Foreclosures Are Posing a Challenge for the Black Community
April 24th, 2009
Foreclosures are posing a great challenge to the Black community. A recent study has shown that Afro-Americans have lost the most jobs since the crisis was officially declared open in November 2007.
Andrew Sum is a professor of economics attached to Center for Labor Market Studies at Northeastern University in Boston. He said, “What’s missing from national media coverage of this recession is plainly a great deal of dishonesty about who’s losing their jobs. This is overwhelmingly a blue collar, retail sales, low level recession.” The centre has recently released its findings in the study – ‘The Impacts of the 2007-2009 National Recession on Male Employment in the U.S. through January 2009; The Massive Concentration of Job Losses Among Males Especially Black Men and Blue Collar Workers.’
The findings of the study showed that 80% of all those who have lost jobs are males. The employment of Afro-Americans fell by 6.4%. Overall employment of the Blacks fell by 3%. The gap in employment between men and women in this community favours the women. This is because of the type of jobs. Women are mostly in health care, education, social work etc. These are paying jobs mostly comprising of women. The Black men working as truckers or in construction and warehousing are bearing the brunt of the attack.
In February those Afro-Americans who were employed a month prior to the onset of the recession, have started losing jobs at a rate that is five times more than those in other ethnic groups.

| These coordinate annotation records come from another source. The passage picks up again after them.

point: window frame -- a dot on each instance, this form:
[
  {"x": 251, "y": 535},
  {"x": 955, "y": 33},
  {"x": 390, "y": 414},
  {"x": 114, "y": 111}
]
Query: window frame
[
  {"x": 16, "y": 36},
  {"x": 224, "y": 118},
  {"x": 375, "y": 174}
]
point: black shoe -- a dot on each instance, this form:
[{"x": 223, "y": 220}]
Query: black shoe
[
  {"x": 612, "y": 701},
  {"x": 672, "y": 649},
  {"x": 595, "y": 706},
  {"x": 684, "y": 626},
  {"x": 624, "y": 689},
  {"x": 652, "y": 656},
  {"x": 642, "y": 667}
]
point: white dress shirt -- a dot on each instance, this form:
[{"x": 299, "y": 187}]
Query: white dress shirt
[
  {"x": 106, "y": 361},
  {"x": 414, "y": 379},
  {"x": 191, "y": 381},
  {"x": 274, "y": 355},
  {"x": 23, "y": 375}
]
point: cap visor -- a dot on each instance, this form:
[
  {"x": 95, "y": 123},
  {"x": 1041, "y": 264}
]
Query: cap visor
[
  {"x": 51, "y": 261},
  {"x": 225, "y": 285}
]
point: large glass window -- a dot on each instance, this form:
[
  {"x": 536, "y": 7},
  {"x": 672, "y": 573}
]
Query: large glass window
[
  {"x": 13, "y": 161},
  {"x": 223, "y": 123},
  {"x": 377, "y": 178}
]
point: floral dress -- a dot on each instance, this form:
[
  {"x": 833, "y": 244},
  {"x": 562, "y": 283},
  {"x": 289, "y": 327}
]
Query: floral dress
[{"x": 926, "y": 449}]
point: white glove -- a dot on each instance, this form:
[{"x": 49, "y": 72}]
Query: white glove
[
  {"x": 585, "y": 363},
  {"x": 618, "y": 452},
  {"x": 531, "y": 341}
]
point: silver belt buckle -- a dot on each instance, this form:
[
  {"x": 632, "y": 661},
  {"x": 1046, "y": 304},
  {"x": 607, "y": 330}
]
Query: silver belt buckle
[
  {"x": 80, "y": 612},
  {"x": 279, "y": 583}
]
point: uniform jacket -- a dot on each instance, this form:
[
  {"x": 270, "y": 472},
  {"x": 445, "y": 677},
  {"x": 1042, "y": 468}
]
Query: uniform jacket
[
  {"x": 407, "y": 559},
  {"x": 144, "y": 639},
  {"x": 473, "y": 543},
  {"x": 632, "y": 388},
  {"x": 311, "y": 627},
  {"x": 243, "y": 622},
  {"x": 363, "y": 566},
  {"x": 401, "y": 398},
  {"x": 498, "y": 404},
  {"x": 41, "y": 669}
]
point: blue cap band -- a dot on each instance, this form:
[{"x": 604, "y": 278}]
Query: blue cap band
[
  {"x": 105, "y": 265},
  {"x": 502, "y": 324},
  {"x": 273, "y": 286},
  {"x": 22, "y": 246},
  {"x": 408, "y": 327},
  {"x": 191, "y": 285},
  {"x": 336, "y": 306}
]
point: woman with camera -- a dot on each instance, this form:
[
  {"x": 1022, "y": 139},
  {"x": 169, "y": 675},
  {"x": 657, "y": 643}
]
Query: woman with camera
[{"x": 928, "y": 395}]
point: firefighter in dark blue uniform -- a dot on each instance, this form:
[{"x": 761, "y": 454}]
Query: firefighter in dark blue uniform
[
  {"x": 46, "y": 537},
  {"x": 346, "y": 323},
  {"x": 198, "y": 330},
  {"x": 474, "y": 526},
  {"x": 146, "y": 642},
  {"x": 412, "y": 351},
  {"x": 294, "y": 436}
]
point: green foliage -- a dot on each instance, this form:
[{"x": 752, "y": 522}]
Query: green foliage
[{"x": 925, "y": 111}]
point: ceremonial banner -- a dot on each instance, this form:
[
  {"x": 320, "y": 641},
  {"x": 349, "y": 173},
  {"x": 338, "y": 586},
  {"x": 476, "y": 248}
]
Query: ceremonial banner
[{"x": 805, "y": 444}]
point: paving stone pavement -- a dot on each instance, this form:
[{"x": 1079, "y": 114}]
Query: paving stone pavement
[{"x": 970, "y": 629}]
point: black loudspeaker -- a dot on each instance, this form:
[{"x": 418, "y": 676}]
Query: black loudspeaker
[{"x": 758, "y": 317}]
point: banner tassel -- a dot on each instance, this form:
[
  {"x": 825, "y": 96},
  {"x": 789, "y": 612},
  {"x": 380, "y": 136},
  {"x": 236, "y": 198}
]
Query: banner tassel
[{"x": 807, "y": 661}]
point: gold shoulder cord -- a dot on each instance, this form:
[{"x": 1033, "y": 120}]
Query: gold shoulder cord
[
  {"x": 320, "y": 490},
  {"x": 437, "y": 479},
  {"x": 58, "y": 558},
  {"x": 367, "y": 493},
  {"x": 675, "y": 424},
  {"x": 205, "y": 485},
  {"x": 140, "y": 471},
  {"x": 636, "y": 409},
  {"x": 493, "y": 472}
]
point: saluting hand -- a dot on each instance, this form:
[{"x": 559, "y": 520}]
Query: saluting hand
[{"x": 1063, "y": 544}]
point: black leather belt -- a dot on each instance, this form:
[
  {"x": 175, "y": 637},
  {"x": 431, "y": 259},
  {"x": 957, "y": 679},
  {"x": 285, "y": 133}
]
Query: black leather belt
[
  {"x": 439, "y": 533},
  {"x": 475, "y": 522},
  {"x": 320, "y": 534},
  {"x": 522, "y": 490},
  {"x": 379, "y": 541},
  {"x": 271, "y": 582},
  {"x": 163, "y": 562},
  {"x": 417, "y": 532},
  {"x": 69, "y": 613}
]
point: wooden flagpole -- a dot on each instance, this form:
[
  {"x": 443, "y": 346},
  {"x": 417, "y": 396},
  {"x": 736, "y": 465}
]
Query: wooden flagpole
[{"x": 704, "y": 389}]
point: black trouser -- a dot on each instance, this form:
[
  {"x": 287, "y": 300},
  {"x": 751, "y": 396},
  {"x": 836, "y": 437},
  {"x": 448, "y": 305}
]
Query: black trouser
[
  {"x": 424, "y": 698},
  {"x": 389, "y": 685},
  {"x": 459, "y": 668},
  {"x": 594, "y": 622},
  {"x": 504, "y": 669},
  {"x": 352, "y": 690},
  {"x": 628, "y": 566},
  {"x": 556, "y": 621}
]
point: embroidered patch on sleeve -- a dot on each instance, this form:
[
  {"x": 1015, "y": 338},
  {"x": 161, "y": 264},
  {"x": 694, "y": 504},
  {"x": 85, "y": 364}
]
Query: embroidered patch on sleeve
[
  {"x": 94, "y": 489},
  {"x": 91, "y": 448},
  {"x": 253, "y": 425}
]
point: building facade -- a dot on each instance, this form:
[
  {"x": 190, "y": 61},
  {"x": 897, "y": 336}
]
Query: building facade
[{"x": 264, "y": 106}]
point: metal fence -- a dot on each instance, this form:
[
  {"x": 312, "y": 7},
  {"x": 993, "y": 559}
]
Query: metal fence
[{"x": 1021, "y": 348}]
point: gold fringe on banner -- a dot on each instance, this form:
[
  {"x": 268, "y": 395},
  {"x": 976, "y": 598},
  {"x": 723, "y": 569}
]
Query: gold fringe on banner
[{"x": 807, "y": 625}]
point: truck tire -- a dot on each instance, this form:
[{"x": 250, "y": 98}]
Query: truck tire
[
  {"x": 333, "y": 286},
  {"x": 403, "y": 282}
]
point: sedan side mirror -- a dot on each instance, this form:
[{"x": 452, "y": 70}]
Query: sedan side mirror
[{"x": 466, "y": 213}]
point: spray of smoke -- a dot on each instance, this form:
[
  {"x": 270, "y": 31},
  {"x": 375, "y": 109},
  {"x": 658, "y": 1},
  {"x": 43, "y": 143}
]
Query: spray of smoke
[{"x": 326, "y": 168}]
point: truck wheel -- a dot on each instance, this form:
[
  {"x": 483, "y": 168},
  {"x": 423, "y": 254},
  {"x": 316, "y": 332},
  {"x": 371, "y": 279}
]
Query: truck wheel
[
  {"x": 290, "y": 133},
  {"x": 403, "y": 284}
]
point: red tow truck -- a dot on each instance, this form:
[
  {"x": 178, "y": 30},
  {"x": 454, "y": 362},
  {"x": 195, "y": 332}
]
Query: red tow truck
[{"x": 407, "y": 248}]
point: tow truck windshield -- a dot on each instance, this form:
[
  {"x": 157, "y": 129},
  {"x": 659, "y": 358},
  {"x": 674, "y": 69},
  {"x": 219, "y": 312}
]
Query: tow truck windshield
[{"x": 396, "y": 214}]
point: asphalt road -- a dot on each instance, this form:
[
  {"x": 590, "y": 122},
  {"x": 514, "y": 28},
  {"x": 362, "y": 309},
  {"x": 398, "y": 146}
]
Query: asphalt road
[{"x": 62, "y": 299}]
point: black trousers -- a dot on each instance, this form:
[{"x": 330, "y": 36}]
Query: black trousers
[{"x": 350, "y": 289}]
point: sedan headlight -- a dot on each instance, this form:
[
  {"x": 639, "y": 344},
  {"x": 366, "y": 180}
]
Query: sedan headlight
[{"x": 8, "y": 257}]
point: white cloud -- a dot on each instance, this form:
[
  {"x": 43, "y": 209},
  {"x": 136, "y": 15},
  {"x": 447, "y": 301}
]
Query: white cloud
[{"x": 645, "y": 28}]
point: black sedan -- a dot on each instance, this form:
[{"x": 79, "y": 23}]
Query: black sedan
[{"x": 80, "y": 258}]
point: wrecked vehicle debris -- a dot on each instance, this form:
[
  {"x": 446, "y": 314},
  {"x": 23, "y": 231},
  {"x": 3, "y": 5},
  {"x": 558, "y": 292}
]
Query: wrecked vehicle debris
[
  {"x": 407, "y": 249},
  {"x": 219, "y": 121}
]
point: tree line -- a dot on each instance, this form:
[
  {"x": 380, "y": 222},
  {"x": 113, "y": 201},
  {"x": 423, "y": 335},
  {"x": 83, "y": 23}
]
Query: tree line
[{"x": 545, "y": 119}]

Sum bemoaned, “Here we are as a country that was priding itself on the fact that it elected a black American president of the United States and rightfully so. At the same time this is the greatest recession loss of jobs by black men since the end of World War II. This has never happened before, yet nobody on national TV has stood up and said this recession has been catastrophic for black men.”
Lavar Young of Neward Comprehensive Center for Fathers said that this meant trouble. The centre helps men who are floating around without jobs or homes or trying to get a place in society after a jail term. It offers advice, legal help, teaching of life skills and education. Young argues that the Blacks have to help themselves and be enterprising. He said that investment is low and the rewards are high. “In Newark, we have a thriving market when it comes to folks selling things, especially when stores are going up on their prices.”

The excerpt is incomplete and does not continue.